Un test sanguin prédit quels patients bipolaires répondront à la kétamine

Les deux tiers des patients bipolaires bénéficient de la kétamine, un médicament connu pour ses effets antidépresseurs rapides.

Les chercheurs peuvent désormais prédire quels individus répondront favorablement avec un simple test sanguin.

Les effets antidépresseurs de la kétamine prennent effet dans les deux heures, par rapport aux plusieurs semaines requises par les antidépresseurs typiques.

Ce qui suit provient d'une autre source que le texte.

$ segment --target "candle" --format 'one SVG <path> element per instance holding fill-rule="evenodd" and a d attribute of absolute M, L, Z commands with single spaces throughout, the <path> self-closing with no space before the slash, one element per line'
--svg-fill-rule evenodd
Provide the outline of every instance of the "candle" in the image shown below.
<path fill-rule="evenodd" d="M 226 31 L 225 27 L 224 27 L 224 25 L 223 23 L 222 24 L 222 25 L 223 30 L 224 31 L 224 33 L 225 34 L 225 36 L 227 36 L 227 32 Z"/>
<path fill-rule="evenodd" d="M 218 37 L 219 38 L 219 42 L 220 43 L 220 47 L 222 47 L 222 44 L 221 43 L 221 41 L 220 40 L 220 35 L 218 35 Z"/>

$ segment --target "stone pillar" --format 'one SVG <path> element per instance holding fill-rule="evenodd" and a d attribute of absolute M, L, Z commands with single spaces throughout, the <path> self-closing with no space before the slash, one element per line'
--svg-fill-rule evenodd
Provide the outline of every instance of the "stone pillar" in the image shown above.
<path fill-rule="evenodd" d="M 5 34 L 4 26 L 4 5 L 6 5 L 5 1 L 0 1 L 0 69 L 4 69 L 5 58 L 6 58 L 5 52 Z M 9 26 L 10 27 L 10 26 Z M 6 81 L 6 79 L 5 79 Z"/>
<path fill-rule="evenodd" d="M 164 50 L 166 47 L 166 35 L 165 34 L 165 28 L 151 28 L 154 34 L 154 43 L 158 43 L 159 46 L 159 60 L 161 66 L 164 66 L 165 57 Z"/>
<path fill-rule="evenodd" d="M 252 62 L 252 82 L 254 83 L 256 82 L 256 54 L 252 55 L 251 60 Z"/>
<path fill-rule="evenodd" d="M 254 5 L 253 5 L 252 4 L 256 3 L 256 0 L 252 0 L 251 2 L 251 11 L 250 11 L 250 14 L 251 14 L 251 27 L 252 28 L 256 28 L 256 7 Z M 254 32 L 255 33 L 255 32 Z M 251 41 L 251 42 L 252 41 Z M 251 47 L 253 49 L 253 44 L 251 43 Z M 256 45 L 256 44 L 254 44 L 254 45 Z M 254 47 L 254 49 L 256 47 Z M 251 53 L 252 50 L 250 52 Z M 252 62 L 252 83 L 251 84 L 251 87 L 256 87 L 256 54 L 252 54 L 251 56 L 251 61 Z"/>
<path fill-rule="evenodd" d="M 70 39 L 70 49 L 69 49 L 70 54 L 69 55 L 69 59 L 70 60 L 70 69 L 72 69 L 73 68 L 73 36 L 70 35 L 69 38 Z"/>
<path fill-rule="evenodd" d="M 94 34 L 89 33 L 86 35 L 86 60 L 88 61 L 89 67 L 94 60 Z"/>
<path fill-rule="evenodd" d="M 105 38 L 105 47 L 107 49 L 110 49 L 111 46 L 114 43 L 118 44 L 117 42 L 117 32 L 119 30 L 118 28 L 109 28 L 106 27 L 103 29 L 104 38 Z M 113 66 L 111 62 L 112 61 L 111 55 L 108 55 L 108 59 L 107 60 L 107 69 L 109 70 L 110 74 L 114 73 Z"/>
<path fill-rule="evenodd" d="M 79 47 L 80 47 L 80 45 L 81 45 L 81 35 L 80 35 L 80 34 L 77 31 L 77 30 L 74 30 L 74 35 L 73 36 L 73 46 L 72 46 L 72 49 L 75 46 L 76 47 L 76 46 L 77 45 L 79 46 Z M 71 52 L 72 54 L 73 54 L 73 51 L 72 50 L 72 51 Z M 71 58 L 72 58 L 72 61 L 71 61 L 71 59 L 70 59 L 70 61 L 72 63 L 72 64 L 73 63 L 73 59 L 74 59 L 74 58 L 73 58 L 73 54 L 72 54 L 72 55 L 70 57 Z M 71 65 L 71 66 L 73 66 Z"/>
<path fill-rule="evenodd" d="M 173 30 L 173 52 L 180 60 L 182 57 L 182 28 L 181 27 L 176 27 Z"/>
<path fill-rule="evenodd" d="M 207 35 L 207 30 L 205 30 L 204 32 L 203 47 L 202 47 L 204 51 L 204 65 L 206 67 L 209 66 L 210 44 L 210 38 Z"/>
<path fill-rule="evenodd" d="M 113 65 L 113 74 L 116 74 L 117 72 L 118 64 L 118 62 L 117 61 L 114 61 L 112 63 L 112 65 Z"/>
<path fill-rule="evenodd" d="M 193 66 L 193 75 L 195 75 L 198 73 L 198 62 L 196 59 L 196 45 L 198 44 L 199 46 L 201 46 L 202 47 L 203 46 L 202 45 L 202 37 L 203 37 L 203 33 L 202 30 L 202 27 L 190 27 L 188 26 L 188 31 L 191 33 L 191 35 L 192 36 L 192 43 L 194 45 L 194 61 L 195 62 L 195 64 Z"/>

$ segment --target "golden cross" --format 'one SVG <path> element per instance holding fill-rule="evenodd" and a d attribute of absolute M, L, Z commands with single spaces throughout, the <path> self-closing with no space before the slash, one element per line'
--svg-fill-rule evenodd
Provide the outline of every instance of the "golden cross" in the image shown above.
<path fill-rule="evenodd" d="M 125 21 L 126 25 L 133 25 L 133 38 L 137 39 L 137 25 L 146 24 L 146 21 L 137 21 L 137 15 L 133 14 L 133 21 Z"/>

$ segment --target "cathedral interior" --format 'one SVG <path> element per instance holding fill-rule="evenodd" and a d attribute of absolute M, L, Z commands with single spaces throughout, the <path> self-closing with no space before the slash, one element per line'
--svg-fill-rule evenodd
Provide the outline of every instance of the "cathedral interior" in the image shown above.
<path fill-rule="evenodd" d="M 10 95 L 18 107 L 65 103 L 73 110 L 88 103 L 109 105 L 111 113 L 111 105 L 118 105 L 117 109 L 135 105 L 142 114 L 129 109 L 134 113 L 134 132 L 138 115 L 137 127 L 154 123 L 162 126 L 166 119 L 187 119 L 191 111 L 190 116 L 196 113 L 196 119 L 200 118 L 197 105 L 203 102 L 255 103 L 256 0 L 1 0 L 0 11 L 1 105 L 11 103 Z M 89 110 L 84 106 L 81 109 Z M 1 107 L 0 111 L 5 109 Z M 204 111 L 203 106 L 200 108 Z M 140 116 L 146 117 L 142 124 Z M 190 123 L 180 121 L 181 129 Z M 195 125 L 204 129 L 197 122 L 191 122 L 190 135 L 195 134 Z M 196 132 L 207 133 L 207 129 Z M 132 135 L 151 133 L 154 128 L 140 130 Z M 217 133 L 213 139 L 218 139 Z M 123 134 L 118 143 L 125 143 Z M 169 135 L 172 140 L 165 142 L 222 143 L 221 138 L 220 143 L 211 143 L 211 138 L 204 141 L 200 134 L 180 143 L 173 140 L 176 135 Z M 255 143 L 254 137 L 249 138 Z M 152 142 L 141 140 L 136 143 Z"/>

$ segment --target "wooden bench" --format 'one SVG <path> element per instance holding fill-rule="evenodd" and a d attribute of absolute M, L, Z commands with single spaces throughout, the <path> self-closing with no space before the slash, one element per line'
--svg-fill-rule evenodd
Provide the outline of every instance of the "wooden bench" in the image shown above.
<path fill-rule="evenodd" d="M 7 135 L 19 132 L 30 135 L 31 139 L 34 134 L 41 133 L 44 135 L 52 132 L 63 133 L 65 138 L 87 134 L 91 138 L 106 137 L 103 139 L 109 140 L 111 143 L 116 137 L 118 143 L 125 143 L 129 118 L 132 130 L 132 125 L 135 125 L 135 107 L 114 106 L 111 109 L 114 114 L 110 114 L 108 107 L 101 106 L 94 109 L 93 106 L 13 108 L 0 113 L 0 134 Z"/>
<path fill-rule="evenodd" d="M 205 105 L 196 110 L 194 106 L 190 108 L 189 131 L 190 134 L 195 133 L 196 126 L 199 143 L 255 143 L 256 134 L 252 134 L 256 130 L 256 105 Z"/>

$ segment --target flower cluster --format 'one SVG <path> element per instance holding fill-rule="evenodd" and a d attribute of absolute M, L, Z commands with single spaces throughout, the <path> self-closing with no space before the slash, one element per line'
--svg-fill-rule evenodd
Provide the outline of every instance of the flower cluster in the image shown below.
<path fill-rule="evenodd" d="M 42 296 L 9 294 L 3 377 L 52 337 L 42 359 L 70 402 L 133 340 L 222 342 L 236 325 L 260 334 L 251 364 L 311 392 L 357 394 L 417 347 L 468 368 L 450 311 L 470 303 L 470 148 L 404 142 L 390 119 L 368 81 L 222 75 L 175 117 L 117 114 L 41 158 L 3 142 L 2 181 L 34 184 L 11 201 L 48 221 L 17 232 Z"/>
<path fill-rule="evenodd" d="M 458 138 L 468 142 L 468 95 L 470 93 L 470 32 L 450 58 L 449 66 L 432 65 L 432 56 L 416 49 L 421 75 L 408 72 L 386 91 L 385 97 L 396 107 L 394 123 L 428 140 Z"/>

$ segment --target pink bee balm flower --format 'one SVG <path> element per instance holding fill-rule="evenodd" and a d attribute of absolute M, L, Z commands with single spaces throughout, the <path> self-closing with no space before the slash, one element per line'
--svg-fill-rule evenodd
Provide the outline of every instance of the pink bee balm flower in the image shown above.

«Les médecins savent que de très petites doses de kétamine aident à soulager la dépression et la douleur», a déclaré Michael Goldberg, M.D., professeur et président de l'anesthésiologie et doyen associé pour l'éducation à la Cooper Medical School de l'Université Rowan.

«Mais un patient sur trois ne répond pas à ce traitement. Cette recherche nous aidera alors que nous cherchons des moyens de soulager ces patients.

Le trouble bipolaire provoque des changements inhabituels d'humeur, d'énergie et d'activité et entrave la capacité à effectuer des tâches de base. La condition est caractérisée par des sautes d'humeur qui vont d'une dépression sévère à des humeurs très élevées ou irritables.

Elle peut être difficile à diagnostiquer et est souvent qualifiée à tort de dépression clinique (unipolaire).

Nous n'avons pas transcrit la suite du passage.